The US Food and Drug Administration (FDA) estimates that, by 2025, they will be approving 10–20 cell and gene therapy products a year based on an assessment of the current pipeline and the clinical success rates of these products (https://www.fda.gov/news-events/press-announcements/statement-fda-commissioner-scott-gottlieb-md-and-peter-marks-md-phd-director-center-biologics). With so many cell and gene therapies in the pipeline, payers have grappled with underwriting the risk of full payment for the entire range of gene therapies coming to market. I rarely hear payers say they would not consider covering treatments for conditions where there are no current treatments available, such as spinal muscular atrophy. However, many payers have expressed the need to justify a return on investment for any new and innovative treatments for conditions that currently have effective treatment options available, such as hemophilia.
At this point, you may be asking whether health plans see anything positive about cell and gene therapies coming to market. I do believe that health insurers want patients to achieve optimal outcomes, and if these new innovative treatments and therapies are the answer, then they want to do all they can to provide access to them. That is why they are working to identify the issues and challenges to the status quo these new therapies present and, in turn, striving to find solutions. Many payers have reached out to us at the National Hemophilia Foundation to discuss the challenges and identify potential solutions. They are also engaging in collaboratives, such as the Massachusetts Institute of Technology (MIT) New Drug Development Paradigms (NEWDIGS), and meeting with manufacturers and vendors that have developed various solutions to address the challenges.
It is my belief that all stakeholders have the responsibility to reflect on the promise as well as the challenges these innovative therapies present, to collaborate to identify solutions, and to set expectations accordingly.
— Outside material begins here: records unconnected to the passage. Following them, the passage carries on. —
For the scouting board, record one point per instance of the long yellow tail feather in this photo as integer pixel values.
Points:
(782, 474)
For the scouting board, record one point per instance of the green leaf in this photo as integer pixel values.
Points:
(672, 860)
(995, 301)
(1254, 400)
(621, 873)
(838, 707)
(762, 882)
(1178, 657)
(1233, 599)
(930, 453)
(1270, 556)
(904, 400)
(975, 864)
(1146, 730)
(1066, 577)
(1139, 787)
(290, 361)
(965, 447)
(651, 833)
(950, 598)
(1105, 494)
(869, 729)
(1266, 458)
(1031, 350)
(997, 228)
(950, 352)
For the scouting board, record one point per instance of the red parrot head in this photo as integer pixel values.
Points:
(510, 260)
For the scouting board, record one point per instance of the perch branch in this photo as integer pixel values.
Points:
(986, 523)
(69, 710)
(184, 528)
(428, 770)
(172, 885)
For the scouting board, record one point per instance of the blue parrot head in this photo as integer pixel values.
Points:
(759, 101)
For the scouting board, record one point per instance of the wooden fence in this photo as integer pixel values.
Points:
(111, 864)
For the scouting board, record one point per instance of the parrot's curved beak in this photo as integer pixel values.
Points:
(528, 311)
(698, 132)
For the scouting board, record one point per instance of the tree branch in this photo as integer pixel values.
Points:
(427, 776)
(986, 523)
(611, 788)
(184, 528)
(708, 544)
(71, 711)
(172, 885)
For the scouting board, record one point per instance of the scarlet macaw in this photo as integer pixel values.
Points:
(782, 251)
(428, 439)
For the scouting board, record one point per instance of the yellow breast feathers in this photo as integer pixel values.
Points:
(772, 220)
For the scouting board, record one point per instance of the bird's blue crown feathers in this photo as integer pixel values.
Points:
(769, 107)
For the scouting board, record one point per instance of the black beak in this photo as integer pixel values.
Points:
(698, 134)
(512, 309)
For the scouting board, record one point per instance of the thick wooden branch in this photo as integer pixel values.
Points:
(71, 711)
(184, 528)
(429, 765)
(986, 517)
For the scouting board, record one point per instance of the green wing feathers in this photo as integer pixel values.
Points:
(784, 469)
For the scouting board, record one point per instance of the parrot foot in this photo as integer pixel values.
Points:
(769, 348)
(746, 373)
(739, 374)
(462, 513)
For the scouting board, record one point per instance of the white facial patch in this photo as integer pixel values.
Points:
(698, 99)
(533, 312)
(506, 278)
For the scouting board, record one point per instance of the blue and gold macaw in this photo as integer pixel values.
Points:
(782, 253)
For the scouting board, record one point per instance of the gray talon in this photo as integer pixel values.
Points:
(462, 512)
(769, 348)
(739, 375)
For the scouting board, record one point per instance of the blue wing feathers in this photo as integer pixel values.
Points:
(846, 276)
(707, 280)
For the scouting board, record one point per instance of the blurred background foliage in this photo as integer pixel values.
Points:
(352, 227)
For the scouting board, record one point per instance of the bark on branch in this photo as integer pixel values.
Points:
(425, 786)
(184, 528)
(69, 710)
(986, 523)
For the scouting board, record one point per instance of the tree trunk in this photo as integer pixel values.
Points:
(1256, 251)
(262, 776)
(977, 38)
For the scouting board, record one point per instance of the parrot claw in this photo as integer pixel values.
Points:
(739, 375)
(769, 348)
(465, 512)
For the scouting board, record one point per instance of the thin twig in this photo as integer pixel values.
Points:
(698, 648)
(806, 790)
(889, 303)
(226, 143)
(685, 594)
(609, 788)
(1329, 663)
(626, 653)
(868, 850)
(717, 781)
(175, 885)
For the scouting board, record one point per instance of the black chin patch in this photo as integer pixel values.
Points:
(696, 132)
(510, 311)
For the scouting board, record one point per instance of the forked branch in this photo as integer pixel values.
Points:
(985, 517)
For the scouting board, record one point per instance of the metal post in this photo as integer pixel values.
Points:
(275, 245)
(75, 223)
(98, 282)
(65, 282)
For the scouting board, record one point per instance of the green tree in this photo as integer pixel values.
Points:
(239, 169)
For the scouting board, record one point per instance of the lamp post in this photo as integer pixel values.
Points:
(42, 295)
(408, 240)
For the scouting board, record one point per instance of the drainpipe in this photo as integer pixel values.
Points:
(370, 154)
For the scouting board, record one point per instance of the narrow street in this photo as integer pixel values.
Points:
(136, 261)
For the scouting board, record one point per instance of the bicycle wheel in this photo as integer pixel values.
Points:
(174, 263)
If I had a crystal ball, I believe it would indicate that the greatest chance for success will include manufacturers bringing these products to market at reasonable prices (not what the market will bear) and transitioning from the current fee-for-service payment model to one or more solutions that ties payment to performance. Whether paid in a lump-sum, up-front payment or paid over a period of time when performance metrics are met, health plans will need some assurance that they will not be paying several million dollars for a new treatment if the response or durability is not guaranteed.
Of course, there is no one-size-fits-all option, so health plan sponsors will do best to frequently engage with their vendor partners to stay on top of all current and new solution offerings as the gene and cell therapy market continues to evolve.